En Chine, il faut se le dire une fois pour toute, on se lève tôt et on sera bien avisé d’en tenir compte. Ce matin, à 6h30, grande pétarade dans l’immeuble. Détonations, flammes, fumée… Je redoute un court-circuit dans ma salle de bain, une explosion de la centrale thermique mitoyenne. Rien de tout ça, simple accueil d’officiels. Mes yeux endormis assistent étonnés au ballet de voitures noires drapeau rouge étoilé au vent, tandis que s’affairent, accompagnateurs zélés, cameraman, photographe transi… et artificier déclenchant un bouquet de pétards pour sceller la visite. Pour qui, pour quoi, aucune idée. Je n’ai pas eu le courage de mettre le nez dehors en pyjama pour m’en informer. Mais depuis, cette affaire matinale m’intrigue. Un peu plus tard, un collègue chinois enseignant de français m’a fait quant à lui une visite sans tambour ni trompette. Il achève des études universitaires en France et n’habitait pas loin de chez moi quand il vivait à Paris. 中国大,法国小, la Chine est grande, la France est petite ! pour paraphraser la méthode Bellassen dont je révise les premières leçons.
Grand déboursement au supermarché Hui You – 惠友(*) pour compléter mon « trousseau » : balai-brosse, serpillère, éponges, torchons, détergents divers et échantillons de délices plus poétiques : badiane (八角, bā jiǎo), raisins secs (葡萄干), patate douce confite en lanière (红薯条, hóng shǔ), olives et prunes séchées et salées, miel. De quoi tenir un petit siège en cas de tempête de neige ! Curieusement, de nombreux produits manufacturés sont souvent aussi chers qu’en France, sans parler des produits importés inabordables (le sachet de muesli est à 4€). Mieux vaut souscrire à la devise, when in Rome, do as Romans do !
Le beau fixe m’a décidé à retourner au centre-ville. Le bus 4 qui conduit de l’Université à la gare m’a déposé sagement devant l’imposante cathédrale de Baoding (圣伯多禄及圣保禄主教座堂). Saint Paul et Saint Pierre tout de blanc vêtus en gardent toujours l’entrée.
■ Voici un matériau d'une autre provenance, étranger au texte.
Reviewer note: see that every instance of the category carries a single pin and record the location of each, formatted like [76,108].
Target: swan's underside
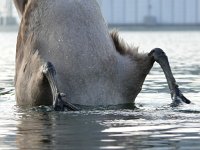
[66,56]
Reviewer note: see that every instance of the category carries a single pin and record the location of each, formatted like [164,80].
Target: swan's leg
[58,103]
[161,58]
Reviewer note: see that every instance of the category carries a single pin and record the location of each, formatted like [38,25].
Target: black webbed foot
[59,104]
[161,58]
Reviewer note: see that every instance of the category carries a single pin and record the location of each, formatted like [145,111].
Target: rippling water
[155,125]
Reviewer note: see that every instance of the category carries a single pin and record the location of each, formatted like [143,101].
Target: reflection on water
[153,125]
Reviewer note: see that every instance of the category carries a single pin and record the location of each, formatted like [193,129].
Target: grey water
[154,125]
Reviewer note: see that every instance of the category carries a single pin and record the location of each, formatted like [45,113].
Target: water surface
[155,125]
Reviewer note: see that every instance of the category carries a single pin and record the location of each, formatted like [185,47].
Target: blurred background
[130,12]
[173,25]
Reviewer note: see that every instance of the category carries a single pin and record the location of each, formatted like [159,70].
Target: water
[155,125]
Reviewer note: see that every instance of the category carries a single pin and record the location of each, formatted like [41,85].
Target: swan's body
[92,66]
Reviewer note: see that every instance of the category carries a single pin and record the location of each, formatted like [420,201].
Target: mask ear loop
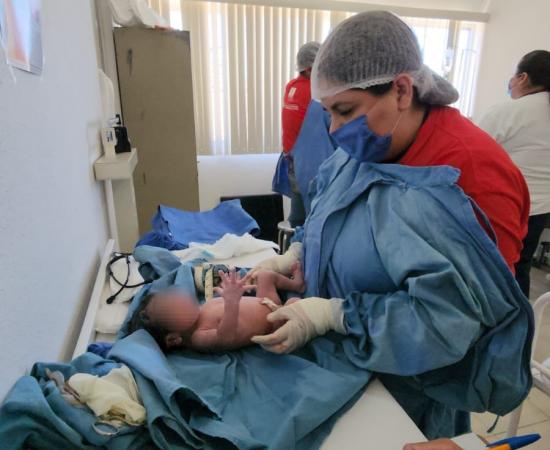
[396,123]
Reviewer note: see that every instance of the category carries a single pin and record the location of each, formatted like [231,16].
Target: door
[156,90]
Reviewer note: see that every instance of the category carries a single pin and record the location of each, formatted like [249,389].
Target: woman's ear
[403,85]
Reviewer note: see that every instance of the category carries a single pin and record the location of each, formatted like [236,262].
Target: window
[243,56]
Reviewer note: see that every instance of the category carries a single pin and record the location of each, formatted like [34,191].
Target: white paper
[21,34]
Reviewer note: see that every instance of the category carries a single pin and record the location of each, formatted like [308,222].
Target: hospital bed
[375,421]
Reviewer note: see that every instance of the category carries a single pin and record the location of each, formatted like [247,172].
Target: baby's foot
[298,277]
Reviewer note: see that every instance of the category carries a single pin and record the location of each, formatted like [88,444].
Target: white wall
[514,29]
[235,175]
[52,219]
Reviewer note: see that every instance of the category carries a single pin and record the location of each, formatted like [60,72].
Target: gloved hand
[281,263]
[305,320]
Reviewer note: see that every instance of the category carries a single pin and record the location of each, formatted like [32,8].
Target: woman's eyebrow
[339,105]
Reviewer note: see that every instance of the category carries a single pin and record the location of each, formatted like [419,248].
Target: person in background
[522,127]
[296,100]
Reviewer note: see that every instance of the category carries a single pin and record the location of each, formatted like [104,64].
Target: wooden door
[154,74]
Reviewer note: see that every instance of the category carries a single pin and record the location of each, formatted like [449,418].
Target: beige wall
[515,28]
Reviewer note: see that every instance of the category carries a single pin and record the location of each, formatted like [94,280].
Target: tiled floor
[535,416]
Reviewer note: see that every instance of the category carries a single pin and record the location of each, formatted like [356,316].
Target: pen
[514,442]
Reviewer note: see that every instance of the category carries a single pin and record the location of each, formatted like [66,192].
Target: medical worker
[522,127]
[296,100]
[416,223]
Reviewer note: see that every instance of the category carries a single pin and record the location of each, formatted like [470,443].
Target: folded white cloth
[231,245]
[114,397]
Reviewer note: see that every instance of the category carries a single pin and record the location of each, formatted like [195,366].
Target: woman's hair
[536,64]
[381,89]
[141,320]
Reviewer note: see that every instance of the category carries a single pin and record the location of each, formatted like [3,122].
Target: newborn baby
[223,323]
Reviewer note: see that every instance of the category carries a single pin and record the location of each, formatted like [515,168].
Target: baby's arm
[225,336]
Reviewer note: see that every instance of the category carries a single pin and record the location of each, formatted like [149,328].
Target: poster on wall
[21,34]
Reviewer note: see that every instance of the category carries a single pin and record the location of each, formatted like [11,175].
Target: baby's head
[167,316]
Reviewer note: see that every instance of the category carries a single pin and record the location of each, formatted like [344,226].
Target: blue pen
[516,442]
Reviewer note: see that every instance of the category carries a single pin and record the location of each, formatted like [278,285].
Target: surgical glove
[304,320]
[282,263]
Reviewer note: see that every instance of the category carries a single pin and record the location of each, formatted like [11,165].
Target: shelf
[119,167]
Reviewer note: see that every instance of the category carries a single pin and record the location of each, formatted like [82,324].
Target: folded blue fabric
[100,348]
[174,229]
[248,398]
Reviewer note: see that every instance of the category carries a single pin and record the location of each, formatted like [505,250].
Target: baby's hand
[232,286]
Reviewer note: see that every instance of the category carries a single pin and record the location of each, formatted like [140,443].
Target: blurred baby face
[173,311]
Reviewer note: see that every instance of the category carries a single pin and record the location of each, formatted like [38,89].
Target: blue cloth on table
[35,415]
[430,305]
[250,398]
[100,348]
[313,146]
[167,271]
[246,399]
[174,229]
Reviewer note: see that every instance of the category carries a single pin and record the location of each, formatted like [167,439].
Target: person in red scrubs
[296,100]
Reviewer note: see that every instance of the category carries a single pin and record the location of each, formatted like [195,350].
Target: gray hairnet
[306,55]
[369,49]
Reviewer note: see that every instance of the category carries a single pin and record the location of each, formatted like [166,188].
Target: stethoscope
[116,257]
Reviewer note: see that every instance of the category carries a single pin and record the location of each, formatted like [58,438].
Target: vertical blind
[243,56]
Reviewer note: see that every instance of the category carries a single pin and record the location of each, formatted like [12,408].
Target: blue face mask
[360,142]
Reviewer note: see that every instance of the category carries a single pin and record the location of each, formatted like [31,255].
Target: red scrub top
[295,103]
[488,175]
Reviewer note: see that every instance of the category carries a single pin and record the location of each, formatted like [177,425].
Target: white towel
[231,245]
[114,397]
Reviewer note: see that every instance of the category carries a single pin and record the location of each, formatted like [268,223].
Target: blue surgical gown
[430,305]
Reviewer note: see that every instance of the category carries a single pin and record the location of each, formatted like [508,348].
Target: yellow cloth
[114,397]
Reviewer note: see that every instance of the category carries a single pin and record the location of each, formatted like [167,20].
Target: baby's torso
[252,319]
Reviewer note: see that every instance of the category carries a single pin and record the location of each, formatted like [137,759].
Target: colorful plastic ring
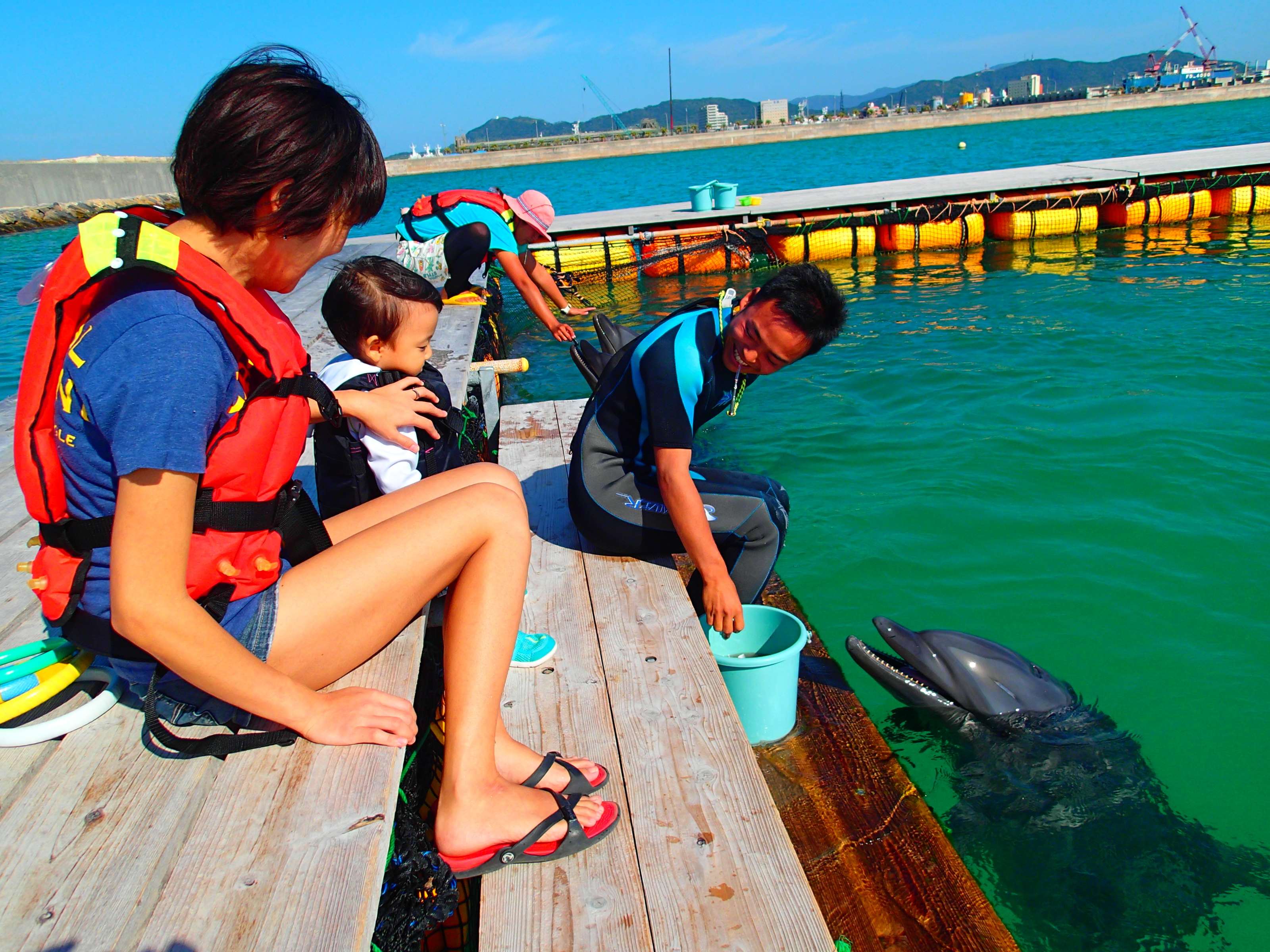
[31,648]
[12,672]
[62,677]
[86,714]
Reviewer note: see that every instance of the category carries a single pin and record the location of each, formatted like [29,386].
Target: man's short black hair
[267,119]
[365,300]
[807,296]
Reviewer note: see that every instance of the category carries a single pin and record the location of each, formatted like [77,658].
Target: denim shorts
[179,702]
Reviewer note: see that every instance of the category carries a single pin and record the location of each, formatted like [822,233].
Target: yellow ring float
[60,676]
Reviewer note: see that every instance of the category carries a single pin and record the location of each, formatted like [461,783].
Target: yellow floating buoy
[827,246]
[1154,211]
[586,258]
[1009,226]
[1246,200]
[957,233]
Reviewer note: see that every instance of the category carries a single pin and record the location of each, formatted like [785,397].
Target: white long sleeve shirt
[394,468]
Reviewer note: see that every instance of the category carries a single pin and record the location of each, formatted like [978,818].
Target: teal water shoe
[533,651]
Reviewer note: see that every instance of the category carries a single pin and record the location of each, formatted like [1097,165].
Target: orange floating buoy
[1155,211]
[717,257]
[1245,200]
[826,246]
[1011,226]
[954,233]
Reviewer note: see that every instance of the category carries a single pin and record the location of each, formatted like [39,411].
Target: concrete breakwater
[822,130]
[50,216]
[38,195]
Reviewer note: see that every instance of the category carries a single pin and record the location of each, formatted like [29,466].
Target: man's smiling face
[761,340]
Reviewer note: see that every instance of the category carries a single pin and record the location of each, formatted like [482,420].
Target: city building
[774,111]
[1024,87]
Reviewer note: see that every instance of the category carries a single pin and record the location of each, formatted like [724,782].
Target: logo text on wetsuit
[652,507]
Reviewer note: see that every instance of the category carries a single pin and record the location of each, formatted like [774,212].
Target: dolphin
[1057,809]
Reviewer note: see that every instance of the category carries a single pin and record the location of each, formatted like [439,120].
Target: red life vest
[247,493]
[445,201]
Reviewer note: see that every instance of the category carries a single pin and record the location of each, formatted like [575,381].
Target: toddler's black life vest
[341,465]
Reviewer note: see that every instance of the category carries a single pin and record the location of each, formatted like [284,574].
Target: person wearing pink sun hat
[451,239]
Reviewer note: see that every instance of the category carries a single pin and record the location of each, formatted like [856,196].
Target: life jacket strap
[309,385]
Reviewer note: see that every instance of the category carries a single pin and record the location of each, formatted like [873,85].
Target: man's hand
[560,330]
[724,611]
[359,716]
[384,409]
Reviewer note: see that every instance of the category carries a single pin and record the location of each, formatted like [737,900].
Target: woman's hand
[560,330]
[359,716]
[724,611]
[385,409]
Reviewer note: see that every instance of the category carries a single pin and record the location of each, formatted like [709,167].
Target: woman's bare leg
[515,760]
[344,605]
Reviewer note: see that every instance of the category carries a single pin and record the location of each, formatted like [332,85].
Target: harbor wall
[829,130]
[67,181]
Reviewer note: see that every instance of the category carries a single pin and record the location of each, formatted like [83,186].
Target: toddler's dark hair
[365,300]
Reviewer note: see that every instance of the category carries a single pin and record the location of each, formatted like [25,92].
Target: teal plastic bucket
[702,197]
[724,195]
[760,668]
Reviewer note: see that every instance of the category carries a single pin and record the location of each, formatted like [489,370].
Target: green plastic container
[702,197]
[760,668]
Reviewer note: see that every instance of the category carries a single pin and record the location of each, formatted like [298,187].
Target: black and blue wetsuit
[658,392]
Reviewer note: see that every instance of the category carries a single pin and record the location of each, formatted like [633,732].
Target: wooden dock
[1062,177]
[702,860]
[105,846]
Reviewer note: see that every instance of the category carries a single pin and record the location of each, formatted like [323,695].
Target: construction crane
[604,102]
[1156,65]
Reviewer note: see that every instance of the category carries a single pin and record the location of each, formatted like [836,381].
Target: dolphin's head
[951,672]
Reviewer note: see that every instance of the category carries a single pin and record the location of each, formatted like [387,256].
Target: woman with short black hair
[164,390]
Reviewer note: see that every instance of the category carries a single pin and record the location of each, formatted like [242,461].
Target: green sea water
[1062,445]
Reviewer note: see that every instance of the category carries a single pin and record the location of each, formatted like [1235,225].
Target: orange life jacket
[247,499]
[437,206]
Le quartier très commerçant comprend d’autres vestiges de l’ancienne Baoding : un très beau temple-pagode(?), une tourelle(?) et des jardins. J’y reviendrai plus longuement évidemment quand j’aurais un peu de documentation, car rien ne semble avoir été publié même en anglais sur ma ville d’expatriation. Tous les guides de voyage que j’ai pu consulter l’ignorent. Rédiger un guide francophone de Baoding, voila un sujet pour nos étudiants !
Dans les heureuses rencontres du jour un marchand ambulant qui vend un riz à la noix de coco sur le pouce tout chaud. Gastronomie toujours, et sans doute le clou de la journée, le repas servi dans un grand restaurant halal du centre-ville, où au passage on boit cul-sec de grandes lampées d’alcool blanc.
L’émincé de bœuf aux épices était un délice (水煮肉片, shuǐ zhǔ ròu piàn)(**). Des saveurs inconnues, des mélanges rares de piment rouge brûlant, de poivre grillé généreux, de sésame, d’anis, d’herbes aigres-douces… précédés d’une plus classique « entrée » à base d’épinard(?), de champignons noirs et d’ail (香茹油萊, xiāng rú yóu lái).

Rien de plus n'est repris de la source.